In line with what Macro suggested I think the term you are looking for is a performance measure.
Though it is not a safe way to asses predictive power, it is a very usefull way to compare the fitting quality of various models.
An example measure would be the Mean Average Percentage Error, but more of them can easily be found.
Suppose you use SetA with modelA to describe the number of holes in a road, and you use SetB and modelB to describe the number of people in a country, then of course you cannot say that one model is better than the other, but you can at least see which model provides a more accurate description.
You cannot use likelihood-based statistics like AIC to compare across models with different likelihood functions - the underlying formulas are different. In linear regression, the likelihood function is the normal density function, in Poisson regression it is the Poisson function. That will account for the differences in the AIC probably more than any differences in fit.
Before you decide to even use a linear model, you need to make sure that the residuals from the model are normally distributed (you can proxy that by looking at the distribution of the outcome variable, though keep in mind it isn't the same). If they are not normally distributed, or close enough for the eye, then you can't use a normal regression model to do any hypothesis testing.
Assuming that it is approximately normal, I would take a two broad approaches to choose the model to report.
1) Predicted outcomes. Estimate the predicted outcomes of each model and compare. Does the linear model have better predictive ability? You may want to do this in a cross-validation framework, where you "train" your model on part of your data and use the rest for prediction.
2) Intuitive interpretation of coefficients. Poisson coefficients can be complicated to understand - they are not the change in number of y but rather a proportional change. Depending on your context this may be more or less useful. Sometimes it is worth sacrificing fit if your model can be more easily interpreted by the end-user - for example, some researchers are willing to avoid the complexity of logit and probit models for the easier-to-interpret coefficients in a linear probability model, even though the LPM has tons of setbacks. Think about who your audience is, what is your context, what is your research question, etc., as you make these decisions.
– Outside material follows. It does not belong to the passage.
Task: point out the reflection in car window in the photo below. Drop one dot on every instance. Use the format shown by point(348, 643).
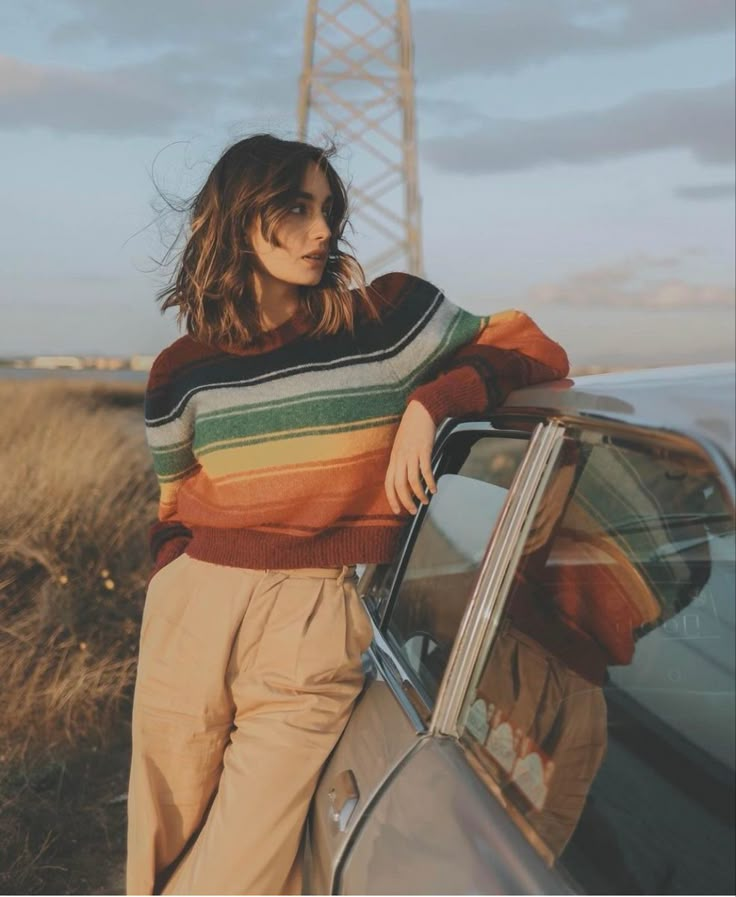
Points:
point(473, 480)
point(605, 708)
EDIT: I forgot to add this paper, which gives a good comparison across a range of different count models and may be helpful.
Best Answer
Yes: model selection criteria, such as the BIC, the AIC, or the minimum length criterion, are commonly used in the literature to compare models based on their goodness of fit (and regularized for their complexity, ie for their number of free parameters).
Here, since the negative Binomial has 2 parameters (instead of only 1 for a Poisson distribution), it is going to be more penalized by the AIC and the BIC than the Poisson distribution.
However, the validity of these criteria rely on some strong assumptions, that you will need to verify and justify. For instance, using the BIC requires that your data are i.i.d., that you have enough of them, that you correctly obtained your Maximum Likelihood Estimators of the parameters of the models.
An interesting reference is Burnham, K. P., & Anderson, D. R. (2004). Multimodel inference: understanding AIC and BIC in model selection. Sociological methods & research, 33(2), 261-304.